Internet to miejsce, w którym można znaleźć dosłownie wszystko, choć nie wszystko jest dostępne na wyciągnięcie ręki – część zawartości jest ukryta w tzw. darknecie, do którego nie da się po prostu przejść z wyszukiwarki Google w popularnej przeglądarce. KRRiT chciałaby objąć sieć internetową swoim nadzorem. Po co?

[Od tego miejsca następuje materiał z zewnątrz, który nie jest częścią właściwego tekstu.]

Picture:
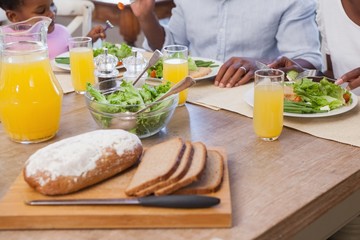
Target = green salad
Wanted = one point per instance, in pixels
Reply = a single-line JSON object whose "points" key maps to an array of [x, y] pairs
{"points": [[316, 97], [130, 99], [156, 71], [120, 52]]}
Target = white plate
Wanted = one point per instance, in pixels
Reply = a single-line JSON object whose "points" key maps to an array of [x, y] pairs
{"points": [[249, 99], [214, 70]]}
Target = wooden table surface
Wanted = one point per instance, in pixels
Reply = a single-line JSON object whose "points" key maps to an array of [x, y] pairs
{"points": [[128, 24], [280, 190]]}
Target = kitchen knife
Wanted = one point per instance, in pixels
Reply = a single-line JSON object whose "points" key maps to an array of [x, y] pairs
{"points": [[168, 201]]}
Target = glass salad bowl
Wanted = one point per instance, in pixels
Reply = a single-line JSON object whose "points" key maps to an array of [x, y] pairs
{"points": [[113, 103]]}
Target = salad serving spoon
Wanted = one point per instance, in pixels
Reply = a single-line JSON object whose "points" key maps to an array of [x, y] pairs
{"points": [[129, 122]]}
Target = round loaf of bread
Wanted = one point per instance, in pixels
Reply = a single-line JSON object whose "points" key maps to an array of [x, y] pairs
{"points": [[77, 162]]}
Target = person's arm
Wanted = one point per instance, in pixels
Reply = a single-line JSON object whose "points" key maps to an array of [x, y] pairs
{"points": [[298, 35], [352, 78], [153, 31], [329, 70]]}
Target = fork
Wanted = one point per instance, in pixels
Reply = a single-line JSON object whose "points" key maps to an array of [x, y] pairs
{"points": [[305, 73], [122, 4], [108, 25]]}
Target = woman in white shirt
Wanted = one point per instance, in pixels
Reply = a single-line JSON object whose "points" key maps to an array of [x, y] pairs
{"points": [[339, 24], [236, 32]]}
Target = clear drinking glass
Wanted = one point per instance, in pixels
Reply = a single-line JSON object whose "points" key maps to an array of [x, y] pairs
{"points": [[81, 63], [175, 67], [268, 104]]}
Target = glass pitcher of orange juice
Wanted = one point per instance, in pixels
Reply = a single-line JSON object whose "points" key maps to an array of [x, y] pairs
{"points": [[30, 96]]}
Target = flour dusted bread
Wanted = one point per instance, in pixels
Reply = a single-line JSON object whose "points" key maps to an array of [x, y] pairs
{"points": [[157, 164], [77, 162], [211, 178]]}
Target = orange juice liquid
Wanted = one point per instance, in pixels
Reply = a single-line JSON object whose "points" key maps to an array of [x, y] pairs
{"points": [[30, 99], [82, 68], [175, 70], [268, 110]]}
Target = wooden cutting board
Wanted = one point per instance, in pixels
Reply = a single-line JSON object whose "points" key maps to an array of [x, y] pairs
{"points": [[15, 214]]}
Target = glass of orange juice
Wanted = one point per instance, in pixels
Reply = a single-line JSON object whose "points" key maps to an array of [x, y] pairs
{"points": [[175, 67], [268, 104], [81, 63]]}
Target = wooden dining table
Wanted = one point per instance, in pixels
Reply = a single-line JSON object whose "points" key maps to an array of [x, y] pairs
{"points": [[298, 187]]}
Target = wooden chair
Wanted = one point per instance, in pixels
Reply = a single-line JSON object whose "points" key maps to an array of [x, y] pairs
{"points": [[80, 10]]}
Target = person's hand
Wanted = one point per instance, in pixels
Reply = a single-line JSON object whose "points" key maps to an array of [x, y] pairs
{"points": [[97, 32], [142, 8], [352, 78], [285, 64], [235, 72]]}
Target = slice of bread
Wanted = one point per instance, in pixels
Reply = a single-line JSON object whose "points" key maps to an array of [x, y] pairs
{"points": [[193, 174], [157, 164], [181, 170], [211, 178]]}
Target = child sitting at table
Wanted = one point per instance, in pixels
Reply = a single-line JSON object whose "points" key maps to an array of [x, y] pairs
{"points": [[58, 35]]}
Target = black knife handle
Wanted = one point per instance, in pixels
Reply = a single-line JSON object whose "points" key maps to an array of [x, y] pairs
{"points": [[179, 201]]}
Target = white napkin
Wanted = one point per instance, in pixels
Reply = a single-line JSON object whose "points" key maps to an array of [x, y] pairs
{"points": [[342, 128]]}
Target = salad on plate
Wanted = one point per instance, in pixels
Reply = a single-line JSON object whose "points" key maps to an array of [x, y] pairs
{"points": [[306, 96], [121, 51]]}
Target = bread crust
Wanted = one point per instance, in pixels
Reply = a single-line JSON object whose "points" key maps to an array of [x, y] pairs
{"points": [[193, 174], [107, 165], [174, 150], [211, 179], [181, 170]]}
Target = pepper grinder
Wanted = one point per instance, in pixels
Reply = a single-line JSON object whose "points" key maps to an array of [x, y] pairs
{"points": [[134, 65], [106, 66]]}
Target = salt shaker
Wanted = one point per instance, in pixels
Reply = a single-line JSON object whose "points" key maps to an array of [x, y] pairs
{"points": [[134, 65], [106, 66]]}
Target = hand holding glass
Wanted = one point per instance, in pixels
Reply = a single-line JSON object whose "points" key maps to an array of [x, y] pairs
{"points": [[175, 67], [81, 63], [268, 104]]}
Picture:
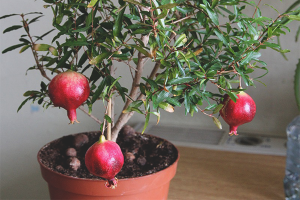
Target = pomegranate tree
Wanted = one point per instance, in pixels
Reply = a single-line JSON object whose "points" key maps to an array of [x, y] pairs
{"points": [[237, 113], [188, 45]]}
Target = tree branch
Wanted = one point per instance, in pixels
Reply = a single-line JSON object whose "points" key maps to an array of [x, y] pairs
{"points": [[124, 117]]}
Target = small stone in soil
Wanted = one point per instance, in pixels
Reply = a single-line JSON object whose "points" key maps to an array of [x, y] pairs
{"points": [[127, 131], [74, 163], [59, 168], [71, 152], [129, 156], [141, 160], [80, 140]]}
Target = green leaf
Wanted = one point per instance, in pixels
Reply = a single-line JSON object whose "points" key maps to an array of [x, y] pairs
{"points": [[142, 50], [217, 122], [24, 48], [5, 16], [12, 48], [146, 122], [118, 23], [181, 70], [212, 15], [113, 84], [167, 6], [181, 40], [135, 2], [15, 27], [294, 17], [92, 3], [107, 118], [297, 85], [218, 108], [250, 56], [167, 107], [180, 80], [221, 37], [75, 43], [64, 59], [98, 91], [100, 58]]}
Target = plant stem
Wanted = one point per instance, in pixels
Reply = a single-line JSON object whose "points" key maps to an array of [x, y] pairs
{"points": [[124, 117], [109, 123]]}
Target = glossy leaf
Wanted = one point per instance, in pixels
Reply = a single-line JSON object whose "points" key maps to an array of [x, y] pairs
{"points": [[12, 28]]}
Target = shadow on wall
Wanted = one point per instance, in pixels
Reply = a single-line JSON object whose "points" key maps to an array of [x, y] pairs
{"points": [[31, 185]]}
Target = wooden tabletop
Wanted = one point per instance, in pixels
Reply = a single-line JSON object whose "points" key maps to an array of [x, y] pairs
{"points": [[219, 175]]}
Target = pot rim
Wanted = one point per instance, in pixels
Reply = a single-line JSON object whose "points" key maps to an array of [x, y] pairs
{"points": [[99, 180]]}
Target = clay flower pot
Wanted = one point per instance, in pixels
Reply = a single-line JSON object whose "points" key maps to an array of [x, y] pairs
{"points": [[149, 187]]}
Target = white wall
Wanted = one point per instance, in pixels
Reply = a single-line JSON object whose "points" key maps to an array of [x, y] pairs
{"points": [[23, 133]]}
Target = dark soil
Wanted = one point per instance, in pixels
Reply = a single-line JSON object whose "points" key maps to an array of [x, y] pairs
{"points": [[143, 154]]}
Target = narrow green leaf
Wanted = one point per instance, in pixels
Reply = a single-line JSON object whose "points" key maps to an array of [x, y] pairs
{"points": [[180, 80], [113, 84], [157, 114], [217, 122], [297, 85], [146, 122], [118, 23], [64, 59], [213, 16], [135, 2], [181, 40], [98, 91], [12, 48], [221, 37], [24, 48], [5, 16], [142, 50], [92, 3], [167, 6], [250, 56], [166, 106], [12, 28], [75, 43], [218, 108], [35, 19], [294, 17], [107, 118], [173, 101], [100, 58]]}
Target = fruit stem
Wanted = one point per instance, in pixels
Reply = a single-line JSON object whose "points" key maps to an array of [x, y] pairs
{"points": [[109, 123], [240, 81], [102, 138]]}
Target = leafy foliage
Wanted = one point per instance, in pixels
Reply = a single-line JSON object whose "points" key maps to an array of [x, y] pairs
{"points": [[191, 44]]}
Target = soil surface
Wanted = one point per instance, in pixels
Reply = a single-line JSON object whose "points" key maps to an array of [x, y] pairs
{"points": [[143, 154]]}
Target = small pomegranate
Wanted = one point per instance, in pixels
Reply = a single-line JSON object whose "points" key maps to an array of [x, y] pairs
{"points": [[237, 113], [105, 159], [69, 90]]}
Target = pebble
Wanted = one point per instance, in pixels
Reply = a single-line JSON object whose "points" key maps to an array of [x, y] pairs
{"points": [[141, 160], [127, 131], [59, 168], [71, 152], [129, 156], [74, 163], [80, 140]]}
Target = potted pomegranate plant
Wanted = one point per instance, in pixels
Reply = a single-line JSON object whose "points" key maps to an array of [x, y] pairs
{"points": [[187, 45]]}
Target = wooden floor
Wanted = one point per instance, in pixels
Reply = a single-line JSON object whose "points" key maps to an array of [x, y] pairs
{"points": [[218, 175]]}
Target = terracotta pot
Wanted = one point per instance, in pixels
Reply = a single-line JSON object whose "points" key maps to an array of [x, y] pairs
{"points": [[150, 187]]}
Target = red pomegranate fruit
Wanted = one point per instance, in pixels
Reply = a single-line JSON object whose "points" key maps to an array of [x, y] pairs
{"points": [[237, 113], [69, 90], [105, 159]]}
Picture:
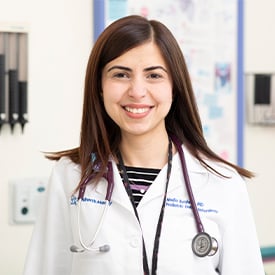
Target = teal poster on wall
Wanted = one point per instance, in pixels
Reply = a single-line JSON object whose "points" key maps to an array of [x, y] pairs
{"points": [[210, 35]]}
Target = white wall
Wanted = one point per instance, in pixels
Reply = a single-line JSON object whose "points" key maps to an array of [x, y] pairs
{"points": [[60, 39], [259, 143], [59, 43]]}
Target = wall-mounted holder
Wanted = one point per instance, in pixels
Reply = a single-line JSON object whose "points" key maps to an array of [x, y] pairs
{"points": [[13, 75], [260, 98]]}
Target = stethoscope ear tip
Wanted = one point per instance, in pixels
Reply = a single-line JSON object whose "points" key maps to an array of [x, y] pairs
{"points": [[76, 249]]}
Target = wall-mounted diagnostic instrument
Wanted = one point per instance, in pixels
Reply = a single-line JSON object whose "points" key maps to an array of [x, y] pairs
{"points": [[13, 75]]}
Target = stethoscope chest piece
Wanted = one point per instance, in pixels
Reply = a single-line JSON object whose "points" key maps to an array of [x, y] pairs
{"points": [[204, 245]]}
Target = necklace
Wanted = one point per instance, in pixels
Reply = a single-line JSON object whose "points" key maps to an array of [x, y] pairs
{"points": [[160, 220]]}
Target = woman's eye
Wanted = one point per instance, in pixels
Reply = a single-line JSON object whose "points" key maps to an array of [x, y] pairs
{"points": [[155, 76], [120, 75]]}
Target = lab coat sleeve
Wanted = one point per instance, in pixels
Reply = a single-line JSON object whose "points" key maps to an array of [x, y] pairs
{"points": [[241, 250], [49, 252]]}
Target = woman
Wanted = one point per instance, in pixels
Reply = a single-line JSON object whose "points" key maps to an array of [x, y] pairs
{"points": [[140, 120]]}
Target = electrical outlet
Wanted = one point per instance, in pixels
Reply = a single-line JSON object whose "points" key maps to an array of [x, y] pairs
{"points": [[26, 197]]}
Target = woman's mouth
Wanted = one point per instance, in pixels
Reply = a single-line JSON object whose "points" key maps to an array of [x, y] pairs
{"points": [[136, 110]]}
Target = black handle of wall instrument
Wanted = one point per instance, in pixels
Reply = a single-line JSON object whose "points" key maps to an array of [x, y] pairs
{"points": [[13, 97], [2, 87], [23, 96]]}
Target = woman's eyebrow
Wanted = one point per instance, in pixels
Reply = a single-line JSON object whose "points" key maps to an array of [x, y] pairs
{"points": [[119, 67], [155, 68], [151, 68]]}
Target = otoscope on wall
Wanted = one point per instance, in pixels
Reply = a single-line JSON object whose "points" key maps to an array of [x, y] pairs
{"points": [[13, 76]]}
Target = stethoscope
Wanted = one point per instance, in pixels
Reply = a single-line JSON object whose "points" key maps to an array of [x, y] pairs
{"points": [[202, 244]]}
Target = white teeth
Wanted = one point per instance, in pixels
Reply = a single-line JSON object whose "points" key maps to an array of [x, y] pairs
{"points": [[136, 110]]}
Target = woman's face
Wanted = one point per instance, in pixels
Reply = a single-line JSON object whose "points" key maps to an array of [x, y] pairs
{"points": [[137, 90]]}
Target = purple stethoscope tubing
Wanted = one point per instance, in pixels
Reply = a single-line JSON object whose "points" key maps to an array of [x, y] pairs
{"points": [[109, 176], [199, 224], [202, 244]]}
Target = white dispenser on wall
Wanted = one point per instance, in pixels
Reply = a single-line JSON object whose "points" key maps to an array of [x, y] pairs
{"points": [[260, 98]]}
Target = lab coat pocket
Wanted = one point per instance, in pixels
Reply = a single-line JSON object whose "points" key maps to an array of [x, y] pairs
{"points": [[176, 245]]}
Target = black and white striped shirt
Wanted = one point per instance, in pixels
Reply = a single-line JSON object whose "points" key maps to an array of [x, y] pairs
{"points": [[140, 180]]}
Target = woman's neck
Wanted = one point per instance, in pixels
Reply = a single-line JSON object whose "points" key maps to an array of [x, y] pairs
{"points": [[145, 151]]}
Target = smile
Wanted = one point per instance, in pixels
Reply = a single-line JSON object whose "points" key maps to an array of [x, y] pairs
{"points": [[137, 110]]}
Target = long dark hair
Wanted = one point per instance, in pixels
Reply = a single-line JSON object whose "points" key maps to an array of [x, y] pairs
{"points": [[99, 134]]}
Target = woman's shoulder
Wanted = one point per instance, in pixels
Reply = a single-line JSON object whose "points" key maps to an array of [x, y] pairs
{"points": [[65, 174]]}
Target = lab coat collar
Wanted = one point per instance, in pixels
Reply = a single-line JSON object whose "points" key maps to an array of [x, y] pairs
{"points": [[120, 195]]}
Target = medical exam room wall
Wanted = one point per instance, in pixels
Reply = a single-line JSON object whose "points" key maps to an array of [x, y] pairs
{"points": [[60, 35], [59, 42]]}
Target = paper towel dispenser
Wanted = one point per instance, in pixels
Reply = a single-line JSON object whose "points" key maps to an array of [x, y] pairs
{"points": [[260, 98]]}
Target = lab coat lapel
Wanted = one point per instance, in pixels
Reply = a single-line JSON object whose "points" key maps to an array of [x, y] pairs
{"points": [[119, 195], [195, 170]]}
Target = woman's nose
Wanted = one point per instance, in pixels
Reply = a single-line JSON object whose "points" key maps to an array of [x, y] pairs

Dlaczego KRRiT chce nadzorować internet?
Przewodniczący Krajowej Rady Radiofonii i Telewizji, Maciej Świrski, w rozmowie z portalem wPolityce.pl został zapytany o to, czy KRRiT powinna mieć uprawnienia do nadzorowania internetu. Świrski odpowiedział twierdząco, jednak od razu zaznaczył, że nie po to, by cenzurować. Po co zatem? Żeby bronić praw Polaków i wolności słowa. Jego zdaniem bowiem prawdziwie groźna cenzura to dziś ta, po którą sięgają wielkie koncerny technologiczne.
Świrski uważa, że one naprawdę mogą kogoś wyciszyć, wymazać i odebrać prawo głosu, dlatego jest zdania, że państwo polskie musi temu przeciwdziałać, ponieważ cenzura jest zakazana. Przewodniczący Krajowej Rady Radiofonii i Telewizji określił siebie jako zdecydowanego przeciwnika cenzury w każdej formie.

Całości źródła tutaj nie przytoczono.